Non-blocking truncate_inode_pages (experimental)

Bill Hawes (whawes@star.net)
Fri, 27 Jun 1997 17:42:32 -0400


This is a multi-part message in MIME format.
--------------99FCE563082618478D2CDBDF
Content-Type: text/plain; charset=us-ascii
Content-Transfer-Encoding: 7bit

There seem to be a number of unprotected race conditions caused by the
fact that clear_inode may block under some circumstances. This is
especially true in the 2.0.xx tree and up through 2.1.42; it may not be
an issue after 2.1.43, but I'm not sure yet.

As one of the causes of clear_inode blocking is the call to
truncate_inode_pages, I've written a non-blocking replacement. It works
requeueing any locked pages to a special inode, where they can be reaped
later by shrink_mmap. This avoids the need to wait for the page IO to
complete so that the truncate call doesn't have to block.

I've tested this under 2.1.42 by forcing it to requeue pages and
verifying that they get released by shrink_mmap. I've also tested it a
little under 2.0.30 with no problems.

With this patch in place all of the kernel calls to clear_inode that
first check that the inode isn't locked should never block, and
potentially nasty race conditions will be averted.

Comments welcome :-)

-Bill
--------------99FCE563082618478D2CDBDF
Content-Type: text/plain; charset=us-ascii; name="filemap_nb-patch"
Content-Transfer-Encoding: 7bit
Content-Disposition: inline; filename="filemap_nb-patch"

--- mm/filemap.c.old Tue May 20 13:16:23 1997
+++ mm/filemap.c Fri Jun 27 16:48:09 1997
@@ -62,26 +74,8 @@
* invalidate them).
*/
+static int remove_inode_pages(struct inode *, int);
void invalidate_inode_pages(struct inode * inode)
{
- struct page ** p;
- struct page * page;
-
- p = &inode->i_pages;
- while ((page = *p) != NULL) {
- if (PageLocked(page)) {
- p = &page->next;
- continue;
- }
- inode->i_nrpages--;
- if ((*p = page->next) != NULL)
- (*p)->prev = page->prev;
- page->dirty = 0;
- page->next = NULL;
- page->prev = NULL;
- remove_page_from_hash_queue(page);
- page->inode = NULL;
- __free_page(page);
- continue;
- }
+ remove_inode_pages(inode, 0);
}

@@ -90,5 +84,5 @@
* that are beyond that offset (and zeroing out partial pages).
*/
-void truncate_inode_pages(struct inode * inode, unsigned long start)
+static void old_truncate_inode_pages(struct inode * inode, unsigned long start)
{
struct page ** p;
@@ -128,4 +122,60 @@
}

+/*
+ * Call the non-blocking remove_inode_pages for the case start==0.
+ */
+void truncate_inode_pages(struct inode * inode, unsigned long start)
+{
+ if (!start)
+ remove_inode_pages(inode, 1);
+ else
+ old_truncate_inode_pages(inode, start);
+}
+
+static struct inode init_inode = {0};
+
+/* define atomic_read() for 2.0.xx support */
+#ifndef atomic_read
+#define atomic_read(p) (*(p))
+#endif
+
+/*
+ * Remove pages from an inode's page cache without blocking.
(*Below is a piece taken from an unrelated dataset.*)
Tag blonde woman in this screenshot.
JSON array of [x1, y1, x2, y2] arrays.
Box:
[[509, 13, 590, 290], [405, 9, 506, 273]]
Locked pages
+ * are either left in place or requeued to a special static inode.
+ */
+static int remove_inode_pages(struct inode *inode, int requeue)
+{
+ struct page *page, *next;
+ int locked, free=0;
+
+ for (page=inode->i_pages; page != NULL; page=next) {
+ next = page->next;
+
+ if ((locked = PageLocked(page)) && !requeue)
+ continue;
+ /*
+ * Remove the page from the inode queue.
+ */
+ remove_page_from_hash_queue(page);
+ remove_page_from_inode_queue(page);
+
+ /*
+ * Requeue the page if it's locked, and free it otherwise.
+ */
+ if (locked) {
+ add_page_to_inode_queue(&init_inode, page);
+ add_page_to_hash_queue(page, &init_inode, page->offset);
+printk("remove_inode_pages: requeued page count=%d pages=%ld\n",
+atomic_read(&page->count), init_inode.i_nrpages);
+ }
+ else {
+ page->dirty = 0; /* N.B. is this necessary?? */
+ free |= (atomic_read(&page->count) == 1);
+ __free_page(page);
+ }
+ }
+ return free;
+}
+
int shrink_mmap(int priority, int dma)
{
@@ -139,4 +189,13 @@
count_min = (limit<<1) >> (priority);

+ /*
+ * Check whether the static inode has any pages. If any are
+ * released, our work is already done ...
+ */
+ if (init_inode.i_nrpages && remove_inode_pages(&init_inode, 0)) {
+printk("shrink_mmap: after pages=%lu\n",init_inode.i_nrpages);
+ return 1;
+ }
+
page = mem_map + clock;
do {

--------------99FCE563082618478D2CDBDF--